Mindestens acht Tote bei Raketenangriffen auf Kabul

Mushtaq MOJADDIDI
·Lesedauer: 2 Min.
Schäden nach Raketenangriffen auf Kabul
Schäden nach Raketenangriffen auf Kabul

Bei groß angelegten Raketenangriffen auf die afghanische Hauptstadt Kabul sind nach Behördenangaben mindestens acht Menschen getötet worden. Die Angriffe am Samstagmorgen richteten sich gegen mehrere dicht besiedelte Wohngebiete im Zentrum und im Norden der Stadt. Auch in der stark gesicherten Grünen Zone mit zahlreichen Botschaften und Niederlassungen internationaler Unternehmen schlugen Geschosse ein. Die Regierung machte die radikalislamischen Taliban für die Angriffe verantwortlich.

Nach Angaben der iranischen Botschaft wurde ihr Gebäude von Raketenfragmenten getroffen. Auf dem Botschaftsgelände nahe der Grünen Zone sei jedoch niemand verletzt worden, berichtete die Botschaft im Kurzmitteilungsdienst Twitter.
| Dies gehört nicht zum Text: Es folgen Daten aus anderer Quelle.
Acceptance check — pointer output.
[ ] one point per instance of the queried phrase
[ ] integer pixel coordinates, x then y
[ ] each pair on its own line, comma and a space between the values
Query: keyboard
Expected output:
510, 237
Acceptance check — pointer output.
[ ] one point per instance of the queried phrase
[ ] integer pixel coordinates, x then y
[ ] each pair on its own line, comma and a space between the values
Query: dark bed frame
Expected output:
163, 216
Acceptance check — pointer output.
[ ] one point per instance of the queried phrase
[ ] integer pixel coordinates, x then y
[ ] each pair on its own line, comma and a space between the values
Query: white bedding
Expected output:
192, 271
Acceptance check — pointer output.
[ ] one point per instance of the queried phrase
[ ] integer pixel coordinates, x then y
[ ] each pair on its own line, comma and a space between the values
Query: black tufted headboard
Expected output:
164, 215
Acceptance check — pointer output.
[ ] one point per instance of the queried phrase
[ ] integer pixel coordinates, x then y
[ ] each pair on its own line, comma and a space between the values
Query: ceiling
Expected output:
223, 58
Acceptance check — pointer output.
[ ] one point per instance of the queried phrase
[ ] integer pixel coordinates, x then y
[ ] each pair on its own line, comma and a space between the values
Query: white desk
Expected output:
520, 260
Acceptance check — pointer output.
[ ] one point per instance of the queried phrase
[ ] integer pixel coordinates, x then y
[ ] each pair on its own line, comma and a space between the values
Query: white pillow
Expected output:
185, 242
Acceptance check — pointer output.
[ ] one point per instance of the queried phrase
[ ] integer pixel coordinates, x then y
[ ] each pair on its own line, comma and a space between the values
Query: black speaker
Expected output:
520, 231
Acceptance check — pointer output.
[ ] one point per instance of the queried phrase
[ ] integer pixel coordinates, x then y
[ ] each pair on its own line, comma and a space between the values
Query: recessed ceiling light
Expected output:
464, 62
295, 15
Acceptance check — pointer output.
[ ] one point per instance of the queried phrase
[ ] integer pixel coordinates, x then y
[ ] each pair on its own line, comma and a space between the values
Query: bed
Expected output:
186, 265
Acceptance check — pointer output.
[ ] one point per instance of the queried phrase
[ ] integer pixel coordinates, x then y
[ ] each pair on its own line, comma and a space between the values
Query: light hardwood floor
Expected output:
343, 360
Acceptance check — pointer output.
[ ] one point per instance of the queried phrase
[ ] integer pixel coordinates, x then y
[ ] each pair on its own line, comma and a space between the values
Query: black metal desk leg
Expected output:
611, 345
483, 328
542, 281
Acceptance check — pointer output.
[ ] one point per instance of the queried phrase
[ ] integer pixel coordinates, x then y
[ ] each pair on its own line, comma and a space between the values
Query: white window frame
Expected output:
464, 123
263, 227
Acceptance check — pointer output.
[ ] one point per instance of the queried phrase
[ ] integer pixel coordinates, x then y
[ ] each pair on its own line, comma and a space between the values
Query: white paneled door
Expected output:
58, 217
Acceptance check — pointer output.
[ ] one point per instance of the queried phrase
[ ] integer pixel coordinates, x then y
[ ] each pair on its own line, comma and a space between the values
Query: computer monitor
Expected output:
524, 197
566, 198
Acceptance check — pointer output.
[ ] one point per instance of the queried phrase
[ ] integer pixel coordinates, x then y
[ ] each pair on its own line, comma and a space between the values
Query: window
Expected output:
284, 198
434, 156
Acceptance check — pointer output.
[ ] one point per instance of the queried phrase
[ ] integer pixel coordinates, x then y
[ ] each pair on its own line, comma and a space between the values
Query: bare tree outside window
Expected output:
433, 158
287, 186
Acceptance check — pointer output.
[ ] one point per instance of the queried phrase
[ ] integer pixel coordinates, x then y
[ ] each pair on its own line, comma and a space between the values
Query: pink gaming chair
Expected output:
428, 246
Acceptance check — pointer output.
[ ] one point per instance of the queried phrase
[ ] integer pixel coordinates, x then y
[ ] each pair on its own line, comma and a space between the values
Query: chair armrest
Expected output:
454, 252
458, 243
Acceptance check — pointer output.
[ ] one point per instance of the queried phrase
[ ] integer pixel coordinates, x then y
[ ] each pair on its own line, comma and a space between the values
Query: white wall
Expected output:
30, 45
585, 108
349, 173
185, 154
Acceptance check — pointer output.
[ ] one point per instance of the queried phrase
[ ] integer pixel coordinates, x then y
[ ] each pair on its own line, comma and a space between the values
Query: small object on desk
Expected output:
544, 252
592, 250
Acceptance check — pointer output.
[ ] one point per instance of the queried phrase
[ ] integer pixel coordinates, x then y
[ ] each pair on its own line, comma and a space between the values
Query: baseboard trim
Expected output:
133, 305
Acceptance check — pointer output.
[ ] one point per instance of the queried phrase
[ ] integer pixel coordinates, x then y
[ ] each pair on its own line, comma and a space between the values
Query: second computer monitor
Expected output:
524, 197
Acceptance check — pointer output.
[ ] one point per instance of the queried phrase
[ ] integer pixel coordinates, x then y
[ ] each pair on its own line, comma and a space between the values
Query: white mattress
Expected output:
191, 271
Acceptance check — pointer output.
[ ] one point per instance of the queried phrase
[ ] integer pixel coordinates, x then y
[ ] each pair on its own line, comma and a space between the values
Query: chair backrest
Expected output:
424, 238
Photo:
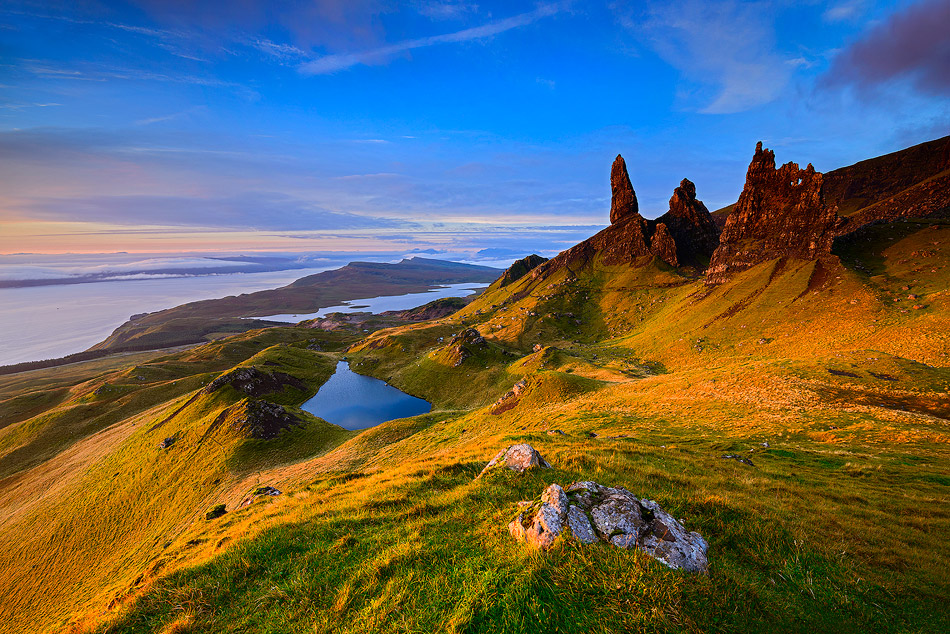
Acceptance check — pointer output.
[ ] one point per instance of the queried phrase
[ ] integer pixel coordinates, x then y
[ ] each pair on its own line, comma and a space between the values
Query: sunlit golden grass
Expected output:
836, 393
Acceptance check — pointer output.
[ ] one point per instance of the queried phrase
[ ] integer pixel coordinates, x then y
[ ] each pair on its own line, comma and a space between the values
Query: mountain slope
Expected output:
829, 377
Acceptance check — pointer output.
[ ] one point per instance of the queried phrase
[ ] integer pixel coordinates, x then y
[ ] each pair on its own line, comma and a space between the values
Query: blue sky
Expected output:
445, 126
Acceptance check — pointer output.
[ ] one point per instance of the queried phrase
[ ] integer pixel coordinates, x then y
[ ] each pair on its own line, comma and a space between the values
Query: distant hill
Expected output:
788, 402
198, 321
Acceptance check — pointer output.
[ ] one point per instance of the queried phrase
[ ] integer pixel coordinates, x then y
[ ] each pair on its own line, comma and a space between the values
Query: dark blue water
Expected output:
354, 401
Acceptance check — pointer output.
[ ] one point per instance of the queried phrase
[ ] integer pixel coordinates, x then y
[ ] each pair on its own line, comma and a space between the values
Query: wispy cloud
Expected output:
23, 106
446, 9
284, 53
726, 50
844, 11
342, 61
913, 44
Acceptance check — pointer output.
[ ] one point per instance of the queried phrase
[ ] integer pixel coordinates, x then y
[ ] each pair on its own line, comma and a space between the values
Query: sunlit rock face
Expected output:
623, 200
780, 213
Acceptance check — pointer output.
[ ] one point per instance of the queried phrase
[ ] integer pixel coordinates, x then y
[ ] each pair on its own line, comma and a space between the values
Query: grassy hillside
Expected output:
831, 379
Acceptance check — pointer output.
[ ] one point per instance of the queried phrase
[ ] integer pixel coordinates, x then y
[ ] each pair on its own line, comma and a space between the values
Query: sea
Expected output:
47, 322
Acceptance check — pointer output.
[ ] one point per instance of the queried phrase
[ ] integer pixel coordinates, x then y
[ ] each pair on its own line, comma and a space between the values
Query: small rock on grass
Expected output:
517, 458
592, 512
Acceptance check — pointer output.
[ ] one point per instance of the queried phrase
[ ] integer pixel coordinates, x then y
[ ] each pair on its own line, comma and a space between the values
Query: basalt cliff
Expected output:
783, 212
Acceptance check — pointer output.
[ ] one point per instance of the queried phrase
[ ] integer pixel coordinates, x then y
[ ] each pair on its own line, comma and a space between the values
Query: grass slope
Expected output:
830, 378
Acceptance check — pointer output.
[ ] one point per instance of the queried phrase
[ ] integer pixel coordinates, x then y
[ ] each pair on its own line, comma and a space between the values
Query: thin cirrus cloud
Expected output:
913, 44
725, 51
254, 210
343, 61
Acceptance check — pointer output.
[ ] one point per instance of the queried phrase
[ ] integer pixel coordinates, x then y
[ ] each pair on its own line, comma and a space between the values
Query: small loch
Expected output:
354, 401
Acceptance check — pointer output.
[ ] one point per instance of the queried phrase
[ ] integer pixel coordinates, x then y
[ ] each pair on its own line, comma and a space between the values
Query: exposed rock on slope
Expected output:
780, 213
623, 200
260, 420
254, 382
684, 235
663, 246
517, 458
520, 268
594, 512
691, 226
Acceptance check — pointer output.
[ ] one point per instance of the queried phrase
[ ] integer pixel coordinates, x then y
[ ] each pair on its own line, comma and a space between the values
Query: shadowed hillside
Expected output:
793, 411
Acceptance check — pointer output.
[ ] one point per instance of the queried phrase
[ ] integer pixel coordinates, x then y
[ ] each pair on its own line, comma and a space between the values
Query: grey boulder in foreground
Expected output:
593, 512
517, 458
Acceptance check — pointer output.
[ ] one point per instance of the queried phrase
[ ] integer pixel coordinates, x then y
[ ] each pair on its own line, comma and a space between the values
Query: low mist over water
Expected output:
46, 322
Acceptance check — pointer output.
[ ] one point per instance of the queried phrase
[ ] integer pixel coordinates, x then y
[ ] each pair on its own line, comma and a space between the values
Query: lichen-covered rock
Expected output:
594, 513
617, 514
668, 541
517, 458
580, 526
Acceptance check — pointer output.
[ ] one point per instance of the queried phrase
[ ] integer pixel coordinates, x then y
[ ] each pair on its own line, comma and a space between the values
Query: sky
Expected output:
431, 126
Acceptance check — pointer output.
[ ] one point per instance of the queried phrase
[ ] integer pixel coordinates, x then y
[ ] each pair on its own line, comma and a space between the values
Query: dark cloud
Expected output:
261, 211
912, 44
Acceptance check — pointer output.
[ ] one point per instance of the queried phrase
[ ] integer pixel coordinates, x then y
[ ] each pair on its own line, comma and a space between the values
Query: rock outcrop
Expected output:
517, 458
691, 226
663, 246
520, 268
686, 234
589, 512
464, 345
254, 382
623, 200
260, 420
780, 213
510, 399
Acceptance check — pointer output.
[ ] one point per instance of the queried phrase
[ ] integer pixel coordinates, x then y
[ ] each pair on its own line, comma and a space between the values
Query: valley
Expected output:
779, 384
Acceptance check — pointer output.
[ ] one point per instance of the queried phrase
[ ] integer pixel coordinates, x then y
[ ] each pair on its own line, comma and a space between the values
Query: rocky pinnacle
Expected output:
623, 200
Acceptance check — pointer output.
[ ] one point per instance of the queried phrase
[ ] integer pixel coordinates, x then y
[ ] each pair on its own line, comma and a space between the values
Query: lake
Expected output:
383, 303
354, 401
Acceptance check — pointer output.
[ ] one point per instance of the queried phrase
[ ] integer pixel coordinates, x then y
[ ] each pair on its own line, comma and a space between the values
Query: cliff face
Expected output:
623, 200
780, 213
520, 268
691, 226
686, 234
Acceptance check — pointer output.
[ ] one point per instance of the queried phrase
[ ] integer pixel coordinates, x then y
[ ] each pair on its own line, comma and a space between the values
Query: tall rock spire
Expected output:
623, 200
779, 214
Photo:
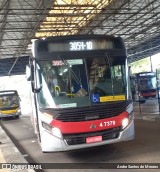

Ein Sprecher des afghanischen Innenministeriums machte die Taliban für den Angriff verantwortlich: "Terroristen" hätten insgesamt 23 Raketen auf verschiedene Ziele in der Stadt abgefeuert. Dabei seien nach ersten Erkenntnissen mindestens acht Menschen getötet und 31 weitere verletzt worden. Die Taliban wiesen jegliche Verantwortung zurück und erklärten, sie feuerten "nicht blind auf öffentliche Orte".

Auch ein großer Krankenhauskomplex wurde getroffen, dort wurden Mauern beschädigt, Fenster gingen zu Bruch. Die Wucht des Raketeneinschlags habe sie zu Boden geworfen, sagte die Krankenschwester Mariam Rahimi der Nachrichtenagentur AFP. "Ich habe um Hilfe geschrien und andere Mitarbeiter gerufen, damit sie die ins Krankenhaus eingelieferten Kinder in Sicherheit bringen. Diese Angreifer müssen sterben, sie machen nicht einmal vor Krankenhäusern Halt."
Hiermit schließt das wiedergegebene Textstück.